Former Wales assistant coach Rob Howley has been suspended from all involvement in rugby for 18 months after admitting to breaching World Rugby anti-corruption and betting regulations.

The Welsh Rugby union today released the findings of a three-month investigation into Howley’s betting activity that forced him to leave the recent World Cup in Japan before the tournament had started.

During a five-year period as Wales assistant coach – from November 13, 2015, to September 7, 2019 – Howley has been found to have placed 363 prohibited bets on rugby union, featuring 1,163 matches in total, using three different agencies.

Under World Rugby’s regulation six players, agents, match officials, disciplinary personnel, coaching, backroom staff, owners and directors are not allowed to bet on any rugby match.

The report found a “comparatively small percentage” of Howley’s bets were placed on matches involving Wales, and on two occasions on players representing Wales.

The 49-year-old complied fully with the investigation which included submitting his bank statements, betting account details and electronic devices – a Welsh Rugby Union laptop and mobile phone – used to place the bets.

The report states: “Not surprisingly, Mr Howley was asked a number of questions relating to bets he had placed upon the Welsh team and about a bet which he had placed upon an individual within the team to be the first try scorer in the match against Ireland in March 2019.

“Mr Howley did not deny placing such a bet; indeed he accepted that he had placed the bet. He was at pains to point out, however, that he had placed the bet as part of a “treble” bet and that the bet was part and parcel of his normal recreational betting activity.

“That said, Mr. Howley conceded that he knew that it was in breach of the regulations for him to bet on matches involving Wales and, indeed, that it was also a breach for him to bet on other rugby matches.

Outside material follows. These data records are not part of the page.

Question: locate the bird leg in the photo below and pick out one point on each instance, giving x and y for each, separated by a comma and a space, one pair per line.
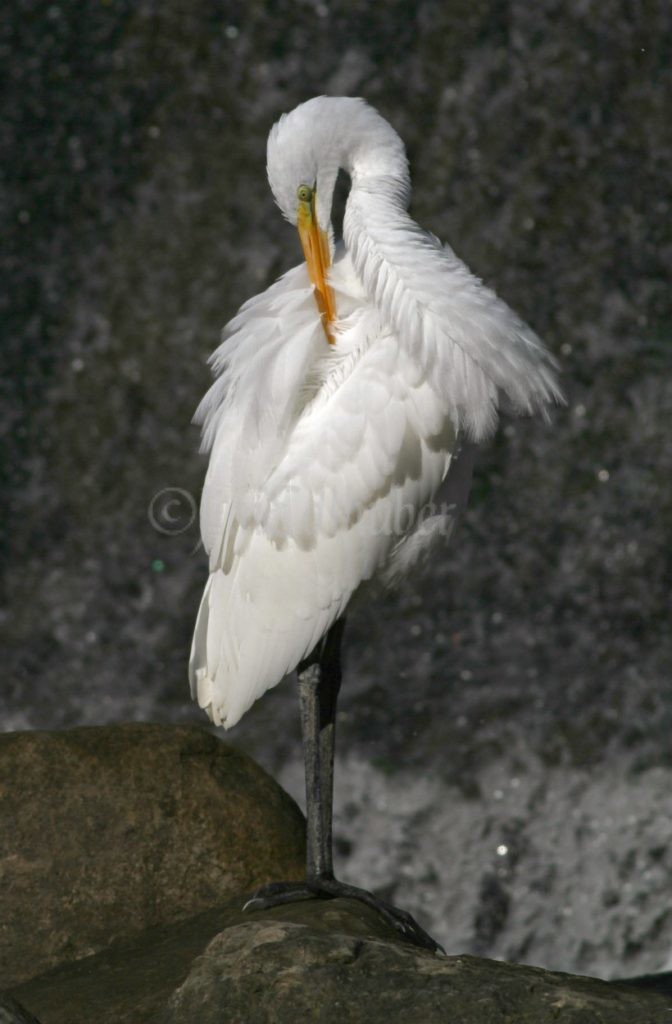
320, 679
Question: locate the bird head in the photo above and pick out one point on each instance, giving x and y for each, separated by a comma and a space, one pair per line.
305, 150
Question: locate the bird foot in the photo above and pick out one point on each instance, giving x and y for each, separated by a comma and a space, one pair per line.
280, 893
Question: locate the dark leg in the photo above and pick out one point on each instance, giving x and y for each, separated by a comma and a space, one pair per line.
320, 679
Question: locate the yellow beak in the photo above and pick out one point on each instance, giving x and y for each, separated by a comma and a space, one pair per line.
316, 251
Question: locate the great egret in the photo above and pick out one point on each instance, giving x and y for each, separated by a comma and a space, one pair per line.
343, 394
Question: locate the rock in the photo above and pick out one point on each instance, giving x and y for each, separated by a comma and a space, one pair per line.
12, 1013
289, 972
132, 981
108, 832
319, 961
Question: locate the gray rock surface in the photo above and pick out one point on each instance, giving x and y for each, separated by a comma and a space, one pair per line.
278, 973
318, 962
107, 832
136, 218
12, 1013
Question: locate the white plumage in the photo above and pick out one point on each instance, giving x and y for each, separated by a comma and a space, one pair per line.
326, 460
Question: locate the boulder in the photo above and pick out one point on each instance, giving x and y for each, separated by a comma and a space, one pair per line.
12, 1013
289, 972
321, 961
108, 832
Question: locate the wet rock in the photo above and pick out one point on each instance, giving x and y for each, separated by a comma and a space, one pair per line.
318, 961
288, 972
108, 832
12, 1013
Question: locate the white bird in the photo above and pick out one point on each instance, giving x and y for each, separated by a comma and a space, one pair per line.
343, 396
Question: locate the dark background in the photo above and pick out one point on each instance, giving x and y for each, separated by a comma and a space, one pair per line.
136, 218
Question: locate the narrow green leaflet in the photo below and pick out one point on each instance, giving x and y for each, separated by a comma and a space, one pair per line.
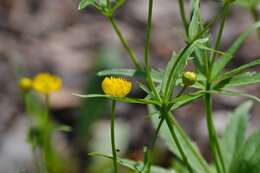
84, 3
248, 78
118, 4
247, 159
176, 66
133, 165
239, 69
239, 94
194, 157
156, 75
234, 134
121, 99
219, 65
185, 99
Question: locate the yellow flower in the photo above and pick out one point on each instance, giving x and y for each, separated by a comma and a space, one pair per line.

“We are also satisfied that Mr Howley made no gains, overall, from these bets. In fact WRU assess that overall Mr Howley made losses of approximately £4,000 ($NZ8091). It is also clear that Mr Howley’s betting on rugby was part of a “hobby” of betting on sporting events.

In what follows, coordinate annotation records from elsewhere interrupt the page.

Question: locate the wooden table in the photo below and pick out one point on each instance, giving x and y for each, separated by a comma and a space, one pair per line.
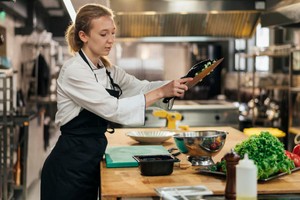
127, 182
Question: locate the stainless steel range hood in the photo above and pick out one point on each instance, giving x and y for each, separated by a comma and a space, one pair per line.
161, 18
282, 13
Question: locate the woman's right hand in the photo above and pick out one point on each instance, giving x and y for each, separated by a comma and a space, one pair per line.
175, 88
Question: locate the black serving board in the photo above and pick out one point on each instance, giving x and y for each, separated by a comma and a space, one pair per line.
222, 174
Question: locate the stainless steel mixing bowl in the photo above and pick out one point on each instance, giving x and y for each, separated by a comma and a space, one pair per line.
200, 146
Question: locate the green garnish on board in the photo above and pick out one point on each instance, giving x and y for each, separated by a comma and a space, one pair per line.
266, 151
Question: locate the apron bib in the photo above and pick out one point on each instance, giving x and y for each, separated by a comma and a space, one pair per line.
72, 170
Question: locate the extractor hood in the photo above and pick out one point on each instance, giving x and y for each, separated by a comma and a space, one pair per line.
161, 18
281, 13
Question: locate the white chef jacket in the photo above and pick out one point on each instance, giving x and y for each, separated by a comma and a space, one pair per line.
77, 89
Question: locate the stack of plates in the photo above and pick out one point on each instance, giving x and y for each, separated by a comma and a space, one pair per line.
150, 136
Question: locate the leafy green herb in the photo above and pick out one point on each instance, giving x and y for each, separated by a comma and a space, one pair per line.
267, 152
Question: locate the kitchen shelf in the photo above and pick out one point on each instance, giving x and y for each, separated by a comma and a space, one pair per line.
255, 88
294, 94
6, 137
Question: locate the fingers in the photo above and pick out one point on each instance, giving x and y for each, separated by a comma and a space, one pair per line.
185, 80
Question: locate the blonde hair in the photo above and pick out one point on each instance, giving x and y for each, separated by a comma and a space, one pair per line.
84, 16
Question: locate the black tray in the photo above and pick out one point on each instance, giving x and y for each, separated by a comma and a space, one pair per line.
222, 174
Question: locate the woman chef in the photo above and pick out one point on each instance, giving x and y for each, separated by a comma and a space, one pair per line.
90, 93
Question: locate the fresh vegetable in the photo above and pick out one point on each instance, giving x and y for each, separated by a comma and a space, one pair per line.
199, 67
296, 149
268, 154
294, 157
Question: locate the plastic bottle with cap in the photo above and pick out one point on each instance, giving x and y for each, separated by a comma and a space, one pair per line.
246, 179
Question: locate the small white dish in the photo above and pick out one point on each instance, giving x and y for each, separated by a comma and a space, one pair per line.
150, 136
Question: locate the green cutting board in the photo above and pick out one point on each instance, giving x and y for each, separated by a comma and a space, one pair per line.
121, 156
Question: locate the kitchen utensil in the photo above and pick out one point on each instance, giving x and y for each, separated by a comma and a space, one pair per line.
200, 146
206, 171
121, 156
199, 77
155, 165
150, 136
183, 192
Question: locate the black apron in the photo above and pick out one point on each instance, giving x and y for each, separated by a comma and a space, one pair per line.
72, 170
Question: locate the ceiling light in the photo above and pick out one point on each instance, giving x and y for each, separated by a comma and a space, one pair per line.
70, 9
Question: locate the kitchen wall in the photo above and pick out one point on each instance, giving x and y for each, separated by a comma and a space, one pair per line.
152, 61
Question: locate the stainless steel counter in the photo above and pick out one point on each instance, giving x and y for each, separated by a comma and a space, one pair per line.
199, 113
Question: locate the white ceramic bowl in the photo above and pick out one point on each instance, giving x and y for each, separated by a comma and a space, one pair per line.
150, 136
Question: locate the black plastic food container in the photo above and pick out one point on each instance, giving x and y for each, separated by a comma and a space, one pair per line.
156, 165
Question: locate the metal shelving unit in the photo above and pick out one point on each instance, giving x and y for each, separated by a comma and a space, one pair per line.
294, 97
6, 136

“We use the word “hobby” with some caution because it seems that a trigger for Mr Howley’s betting activity was a family tragedy involving the death of his sister.

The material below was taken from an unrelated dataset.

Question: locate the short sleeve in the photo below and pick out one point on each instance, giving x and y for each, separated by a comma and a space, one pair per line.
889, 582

“Nonetheless, Mr Howley’s behaviour was presented to us as being part of his recreational activities and, so far as we can discern, there is no reason to doubt that is so.”

Howley was sent home from the World Cup after the WRU became aware of a potential breach of regulations, prompting the launch of an investigation into the allegations and Stephen Jones stepping into his role as attack coach.

Howley’s case was heard in Cardiff by an independent panel, chaired by Sir Wyn Williams. The panel has submitted and shared its decision with World Rugby.

The ban is backdated to the time of his withdrawal from the World Cup, and nine months has been suspended, leaving Howley free to return to union on June 16 next year.

Sir Ian McGeechan, Gatland and Lions centre Jonathan Davies provided testimonials.

After serving on Warren Gatland’s coaching staff for the past 11 years, Howley had been linked with a move to the Italian national job post World Cup but this scandal has since ruined his hopes of assuming that role.

He was also Wales interim head coach during 2012-13 and 2016-17 seasons while Gatland guided the Lions.

Howley has until Christmas day to mount an appeal against the punishment. He is now seeing a psychologist in a bid to stop gambling.